Andreas Pečar: Schmähungen im kommunikativen Handeln aufgeklärter Philosophen
This paper focusses on invectives as an element of communication between enlightened philosophers. Two examples are compared: the first example is the academic struggle between Daniel Strähler and Christian Wolff at the University of Halle in spring 1723. The second example is the dispute between Denis Diderot and Jean-Jacques Rousseau, lasting several decades. In both cases, invectives played an important role in the sense that one participant within the communication perceived and classified an utterance of the other as an invective. Two questions are discussed: what kind of logic might lie behind the invectives in both controversies, and what kind of audience was the communication addressed to in order to garner support?

Felix Brahm: Beleidigung im Antikolonialismus. Zur Bedeutung des Invektiven im Dekolonisationsprozess Kenias und Tansanias
The article examines the role of invective communication in the political struggle against British colonialism in Kenya and Tanzania. After a general framing of the research question it elaborates on three cases: the declaration of a humiliating breach of protocol in Zanzibar (1906), the protest against the racist kipande system in Kenya (1920s) and the libel action against Julius Nyerere in Tanzania (1958). The case studies show how specific examples of disparagement served as powerful tools for pointing at shortcomings of the colonial system, and for making political claims in the metropole. (Counter-)invective communication, the article demonstrates, gained important functions for anticolonial politics, looking both inwards – for self-assertion, community building and political mobilization – and outwards – for articulating criticism, raising media attention and juridically provoking the colonial power.

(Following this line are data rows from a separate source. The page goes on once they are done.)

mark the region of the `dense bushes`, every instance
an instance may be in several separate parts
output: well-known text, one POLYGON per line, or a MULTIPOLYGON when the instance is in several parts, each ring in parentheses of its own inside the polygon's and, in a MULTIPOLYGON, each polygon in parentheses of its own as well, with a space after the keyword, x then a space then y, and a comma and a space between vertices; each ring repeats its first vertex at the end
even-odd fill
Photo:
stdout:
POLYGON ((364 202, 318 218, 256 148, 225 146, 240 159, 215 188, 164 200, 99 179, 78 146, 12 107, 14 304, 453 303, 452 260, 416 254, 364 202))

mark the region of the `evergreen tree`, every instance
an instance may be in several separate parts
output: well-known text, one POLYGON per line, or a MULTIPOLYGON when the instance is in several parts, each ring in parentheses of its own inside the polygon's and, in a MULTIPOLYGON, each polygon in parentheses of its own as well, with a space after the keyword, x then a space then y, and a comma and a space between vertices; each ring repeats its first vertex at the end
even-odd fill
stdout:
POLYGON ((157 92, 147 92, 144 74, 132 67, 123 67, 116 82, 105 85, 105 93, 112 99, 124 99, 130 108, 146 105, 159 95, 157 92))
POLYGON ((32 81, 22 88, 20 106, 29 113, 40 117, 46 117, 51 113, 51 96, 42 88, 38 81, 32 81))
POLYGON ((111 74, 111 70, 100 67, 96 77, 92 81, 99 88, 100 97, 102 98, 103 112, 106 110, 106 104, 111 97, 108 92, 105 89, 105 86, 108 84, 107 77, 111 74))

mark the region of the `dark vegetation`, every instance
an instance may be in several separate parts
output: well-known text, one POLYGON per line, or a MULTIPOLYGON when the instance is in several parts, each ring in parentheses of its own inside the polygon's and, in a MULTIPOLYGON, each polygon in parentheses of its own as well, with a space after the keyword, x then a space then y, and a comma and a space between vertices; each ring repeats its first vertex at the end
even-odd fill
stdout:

Eva Giloi: The Beauty of Blight: Creating Insiders and Outsiders in Northern-US Identity
This article examines urban renewal in 1960s Newark, and how urban planners reconfigured the term “blight” into an aesthetic invective. Originally an agricultural term denoting a fungus that could ruin a crop, “blight” had become a popular metaphor in the early twentieth century to describe urban decline and was thus used to gauge whether an area should be cleared for “redevelopment.” By the 1960s, because of the racialized nature of urbanization and suburbanization in post-war America, the majority of the families to be uprooted from their homes in Newark’s urban renewal projects were nonwhite. This racial bias ran counter to the urban planners’ self-identification as progressives as well as to the idealistic tenor of their reformist projects, at a time when ugly scenes of violence against civil rights protesters in the Jim Crow south were dominating television’s nightly news. Turning “blight” into an aesthetic invective allowed planners to paper over the contradictory goals of the Great Society and the prejudices that accompanied the Great Migration: by shifting the focus of urban renewal onto the advancement of urban beauty, rather than ugly exclusion, northern urban reformers were able to remove African Americans and other minorities from their neighborhoods without explicitly acknowledging the racial and anti-democratic biases of their urban plans. As an indirect invective that claimed overtly to promote beauty rather than change the city’s racial demographic by force, blight was a slippery term, making its shaming potential more difficult to resist on overtly political grounds. As such, the article highlights the productive nature of ‘silent invectives,’ or terms of shame that are cloaked, implied or deflected, rather than spoken directly outright.